With maximum torque of 240Nm at 1,500rpm, the car is happy to cruise around at low revs. But when a burst of speed is required, you can get caught outside the narrow powerband, and need to change gear often to keep the turbo on boost.

The top-spec GT has double-wishbone suspension, while lesser models such as our mid-range Active make do with a more simple MacPherson strut front set-up. Still, for most driving conditions, the difference is small. The steering is light, but the nose turns in quickly, and pleasingly there’s no pitch or roll.
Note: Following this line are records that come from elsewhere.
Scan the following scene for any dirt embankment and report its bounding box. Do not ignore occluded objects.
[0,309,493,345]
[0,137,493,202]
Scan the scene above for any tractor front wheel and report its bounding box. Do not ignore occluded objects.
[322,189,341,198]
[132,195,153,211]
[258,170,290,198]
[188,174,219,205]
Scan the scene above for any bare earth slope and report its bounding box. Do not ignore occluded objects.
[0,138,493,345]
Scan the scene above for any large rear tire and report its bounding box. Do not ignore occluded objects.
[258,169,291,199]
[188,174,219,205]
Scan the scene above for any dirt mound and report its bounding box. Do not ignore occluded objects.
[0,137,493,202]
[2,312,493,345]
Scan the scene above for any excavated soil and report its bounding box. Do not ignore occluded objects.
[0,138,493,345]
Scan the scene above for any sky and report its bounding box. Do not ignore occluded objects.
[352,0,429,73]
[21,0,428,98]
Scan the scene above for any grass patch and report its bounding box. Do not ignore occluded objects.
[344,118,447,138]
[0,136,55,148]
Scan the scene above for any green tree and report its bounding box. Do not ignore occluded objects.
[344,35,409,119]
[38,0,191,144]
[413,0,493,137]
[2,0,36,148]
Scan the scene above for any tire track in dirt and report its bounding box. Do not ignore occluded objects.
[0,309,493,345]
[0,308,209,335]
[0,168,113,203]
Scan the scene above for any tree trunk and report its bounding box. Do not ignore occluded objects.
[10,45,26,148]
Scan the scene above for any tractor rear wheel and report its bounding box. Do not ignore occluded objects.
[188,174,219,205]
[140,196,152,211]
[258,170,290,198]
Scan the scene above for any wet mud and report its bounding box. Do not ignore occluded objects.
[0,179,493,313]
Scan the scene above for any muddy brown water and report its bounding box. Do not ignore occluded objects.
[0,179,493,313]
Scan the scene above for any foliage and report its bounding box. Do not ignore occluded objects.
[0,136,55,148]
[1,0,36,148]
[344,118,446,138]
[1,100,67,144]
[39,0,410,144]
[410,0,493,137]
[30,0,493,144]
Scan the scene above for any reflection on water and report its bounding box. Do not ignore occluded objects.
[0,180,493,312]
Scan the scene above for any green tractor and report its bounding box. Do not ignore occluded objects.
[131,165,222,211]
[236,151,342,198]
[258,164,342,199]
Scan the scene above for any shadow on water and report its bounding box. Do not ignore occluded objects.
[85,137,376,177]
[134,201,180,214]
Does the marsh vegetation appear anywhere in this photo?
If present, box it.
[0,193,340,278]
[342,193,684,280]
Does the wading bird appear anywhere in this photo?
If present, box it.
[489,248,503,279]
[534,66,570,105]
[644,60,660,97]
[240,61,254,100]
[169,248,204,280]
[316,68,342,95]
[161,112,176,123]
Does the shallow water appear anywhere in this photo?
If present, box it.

Although by no means sporty, the 508 does feel more nimble than the 407 and 607 it replaces – a by-product of it being around 35kg lighter than the former. The ride is supple, too, while road noise is well suppressed: an ideal combination for the car’s target market. It’s not as sharp to drive as a Vauxhall Insignia or Ford Mondeo, but you sense that was Peugeot’s plan all along.

With the 508, the brand wants to emphasise its new-found premium status – and the model certainly closes the gap to the big German players in this class, such as the BMW 3 Series and Audi A4. As the cheapest diesel 3 Series is nearly £5,000 more than our car, the quality on offer inside the Peugeot is superb.

Kit is generous, too, but we’d recommend adding the £1,215 communications pack – which includes sat-nav, a head-up display and a Bluetooth connection – to bring things into line with more expensive rivals.